The changes made by Paulison, the former Miami-Dade fire chief, are drawn straight from the pages of the reports. In Katrina, supplies bound for disaster victims — essentials like ice, generators, water and meals — were misdirected, rerouted and delayed by impassable roads. This year, FEMA has a global positioning system — like those widely used by shipping companies and retailers — to track emergency provisions.

In a scramble to distribute emergency money to hundreds of thousands of people displaced by Katrina, FEMA lacked a reliable system to screen out fraudulent applications — resulting in millions of dollars of duplicate payments. This year, FEMA plans to use ChoicePoint, a company specializing in verifying identity, for all emergency aid applications, which it hopes will virtually eliminate the problem.

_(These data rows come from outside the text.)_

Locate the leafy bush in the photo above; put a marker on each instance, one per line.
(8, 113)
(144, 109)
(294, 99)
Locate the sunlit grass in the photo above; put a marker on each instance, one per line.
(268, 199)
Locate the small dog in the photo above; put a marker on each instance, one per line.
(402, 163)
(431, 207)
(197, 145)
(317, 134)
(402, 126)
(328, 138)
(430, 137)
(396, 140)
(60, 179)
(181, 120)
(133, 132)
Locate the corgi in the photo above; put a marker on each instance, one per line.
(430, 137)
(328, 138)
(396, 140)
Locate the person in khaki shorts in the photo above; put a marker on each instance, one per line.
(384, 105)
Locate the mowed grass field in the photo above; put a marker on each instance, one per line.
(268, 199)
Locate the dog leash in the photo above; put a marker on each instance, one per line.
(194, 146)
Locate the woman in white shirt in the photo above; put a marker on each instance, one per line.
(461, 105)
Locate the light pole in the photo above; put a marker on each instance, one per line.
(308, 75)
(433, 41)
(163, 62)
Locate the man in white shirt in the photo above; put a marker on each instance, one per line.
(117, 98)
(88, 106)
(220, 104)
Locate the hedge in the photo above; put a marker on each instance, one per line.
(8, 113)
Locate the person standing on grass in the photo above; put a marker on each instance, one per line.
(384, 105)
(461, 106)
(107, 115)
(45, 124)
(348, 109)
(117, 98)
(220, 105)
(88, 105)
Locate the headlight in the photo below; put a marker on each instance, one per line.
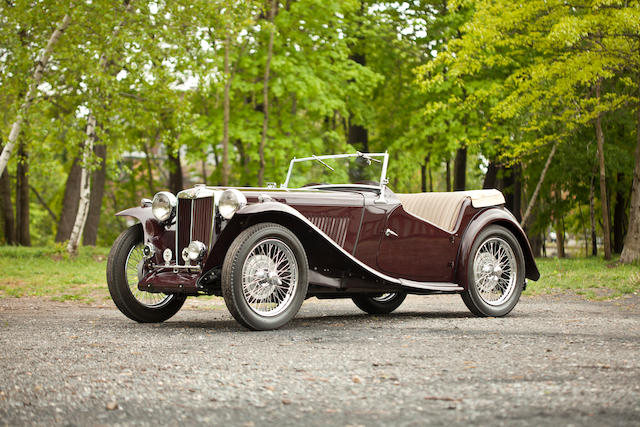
(230, 201)
(164, 205)
(195, 251)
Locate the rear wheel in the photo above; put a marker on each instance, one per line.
(381, 304)
(124, 271)
(495, 274)
(264, 276)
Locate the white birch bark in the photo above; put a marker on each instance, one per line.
(41, 64)
(85, 188)
(85, 177)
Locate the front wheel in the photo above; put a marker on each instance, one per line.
(495, 274)
(264, 276)
(381, 304)
(124, 271)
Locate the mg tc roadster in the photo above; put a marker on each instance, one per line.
(333, 229)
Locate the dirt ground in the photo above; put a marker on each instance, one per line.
(555, 360)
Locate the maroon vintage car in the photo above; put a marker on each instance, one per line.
(333, 230)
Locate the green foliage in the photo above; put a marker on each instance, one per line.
(49, 272)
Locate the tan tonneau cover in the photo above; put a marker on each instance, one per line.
(443, 209)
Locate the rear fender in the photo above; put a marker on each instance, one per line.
(154, 232)
(493, 216)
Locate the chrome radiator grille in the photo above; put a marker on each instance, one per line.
(194, 222)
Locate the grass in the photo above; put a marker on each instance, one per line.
(592, 277)
(49, 272)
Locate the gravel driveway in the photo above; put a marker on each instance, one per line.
(555, 360)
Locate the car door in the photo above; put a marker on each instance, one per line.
(412, 248)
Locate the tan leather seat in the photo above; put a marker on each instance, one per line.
(443, 209)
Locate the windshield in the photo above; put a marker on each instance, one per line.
(339, 169)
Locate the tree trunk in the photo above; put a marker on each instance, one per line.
(69, 202)
(534, 196)
(175, 171)
(41, 64)
(44, 204)
(592, 214)
(225, 122)
(7, 209)
(619, 216)
(491, 176)
(448, 175)
(23, 236)
(606, 230)
(147, 155)
(85, 189)
(8, 220)
(517, 192)
(358, 135)
(265, 95)
(460, 170)
(631, 250)
(98, 179)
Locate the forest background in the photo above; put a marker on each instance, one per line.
(103, 103)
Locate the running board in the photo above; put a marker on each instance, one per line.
(431, 286)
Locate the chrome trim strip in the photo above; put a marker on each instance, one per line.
(431, 286)
(191, 223)
(177, 231)
(175, 267)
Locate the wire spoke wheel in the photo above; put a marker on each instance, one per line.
(265, 276)
(383, 303)
(269, 277)
(133, 274)
(386, 297)
(495, 271)
(125, 269)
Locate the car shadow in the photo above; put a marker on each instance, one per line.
(304, 321)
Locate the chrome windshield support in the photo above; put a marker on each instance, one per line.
(367, 156)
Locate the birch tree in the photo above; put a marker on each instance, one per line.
(41, 65)
(85, 188)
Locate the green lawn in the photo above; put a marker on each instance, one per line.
(49, 272)
(591, 277)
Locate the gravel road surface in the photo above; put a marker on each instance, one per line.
(555, 360)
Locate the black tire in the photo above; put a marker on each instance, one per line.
(383, 304)
(248, 243)
(473, 296)
(121, 291)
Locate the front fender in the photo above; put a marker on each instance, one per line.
(154, 232)
(497, 216)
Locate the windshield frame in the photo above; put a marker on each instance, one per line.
(383, 174)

Monumental blunder, televised
FEMA’s single most-monumental blunder after Katrina was its inability to render prompt assistance when Louisiana officials asked for help evacuating residents stranded in New Orleans and other nearby areas.

While local and state government shared responsibility for the debacle – broadcast live through horrifying images of thousands of increasingly desperate people stuck in New Orleans – it was FEMA’s inept response that drew the most outrage.

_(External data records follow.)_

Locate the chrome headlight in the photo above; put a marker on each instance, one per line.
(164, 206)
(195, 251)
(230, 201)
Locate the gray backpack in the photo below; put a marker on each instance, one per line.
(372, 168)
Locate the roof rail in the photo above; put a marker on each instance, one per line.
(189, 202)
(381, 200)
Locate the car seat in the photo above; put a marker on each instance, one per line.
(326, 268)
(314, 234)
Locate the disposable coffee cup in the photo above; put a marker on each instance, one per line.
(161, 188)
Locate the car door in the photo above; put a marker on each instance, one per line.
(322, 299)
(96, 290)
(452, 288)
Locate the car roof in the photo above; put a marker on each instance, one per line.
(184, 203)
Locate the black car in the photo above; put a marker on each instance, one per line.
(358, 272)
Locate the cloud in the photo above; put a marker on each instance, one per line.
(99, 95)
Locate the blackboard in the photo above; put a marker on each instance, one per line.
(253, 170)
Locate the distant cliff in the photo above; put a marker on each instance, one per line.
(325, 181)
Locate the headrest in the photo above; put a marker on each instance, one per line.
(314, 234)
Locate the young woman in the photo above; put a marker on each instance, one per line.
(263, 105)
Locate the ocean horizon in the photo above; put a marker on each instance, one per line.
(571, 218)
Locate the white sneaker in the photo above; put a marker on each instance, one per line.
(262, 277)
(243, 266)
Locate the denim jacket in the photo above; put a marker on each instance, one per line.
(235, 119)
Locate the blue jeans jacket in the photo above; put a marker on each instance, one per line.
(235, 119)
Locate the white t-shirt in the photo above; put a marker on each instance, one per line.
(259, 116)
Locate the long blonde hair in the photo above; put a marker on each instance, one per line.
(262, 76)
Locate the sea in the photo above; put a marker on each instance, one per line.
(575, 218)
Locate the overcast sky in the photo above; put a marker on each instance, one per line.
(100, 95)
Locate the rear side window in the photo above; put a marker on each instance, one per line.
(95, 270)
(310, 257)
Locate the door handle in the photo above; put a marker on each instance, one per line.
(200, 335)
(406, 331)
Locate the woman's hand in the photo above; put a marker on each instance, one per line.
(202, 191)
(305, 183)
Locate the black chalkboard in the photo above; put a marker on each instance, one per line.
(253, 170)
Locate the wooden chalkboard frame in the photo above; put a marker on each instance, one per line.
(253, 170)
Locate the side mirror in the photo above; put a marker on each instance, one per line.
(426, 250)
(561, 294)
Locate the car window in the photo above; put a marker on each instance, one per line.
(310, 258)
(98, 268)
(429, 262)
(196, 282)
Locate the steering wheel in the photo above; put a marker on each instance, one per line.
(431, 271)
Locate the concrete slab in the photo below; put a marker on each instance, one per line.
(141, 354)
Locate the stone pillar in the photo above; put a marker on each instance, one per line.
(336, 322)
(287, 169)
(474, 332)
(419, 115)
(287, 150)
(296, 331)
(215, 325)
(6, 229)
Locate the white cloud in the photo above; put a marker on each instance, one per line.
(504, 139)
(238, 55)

It took the agency two days to make its first request for buses, and they arrived in large numbers only four days after Katrina hit the city. The evacuation wasn't complete for another two days.

"These efforts were too little, too late," said a Senate report issued in May. "Tens of thousands of people were forced to wait in unspeakably horrible conditions until as late as Saturday (five days after Katrina struck) to be evacuated."

Part of the problem was a lack of backup communication systems to use when the whole region's landlines and cell phones were knocked out.

FEMA officials said that problem had been addressed by modernizing equipment, including the purchase of some 300 satellite phones that were used to good effect when Hurricane Wilma clobbered Florida in October.

But critics note that the agency has not solved one particularly vexing problem: the lack of an “interoperable” emergency communications system that would allow officials from federal, state and local agencies to easily talk to one another.

Critics also say the agency has to repair weak links between local officials and FEMA, which have badly frayed since 2002 – the year FEMA was absorbed into the vast new Department of Homeland Security. These ties, veteran FEMA officials say, are at the heart of coordinating relief and recovery.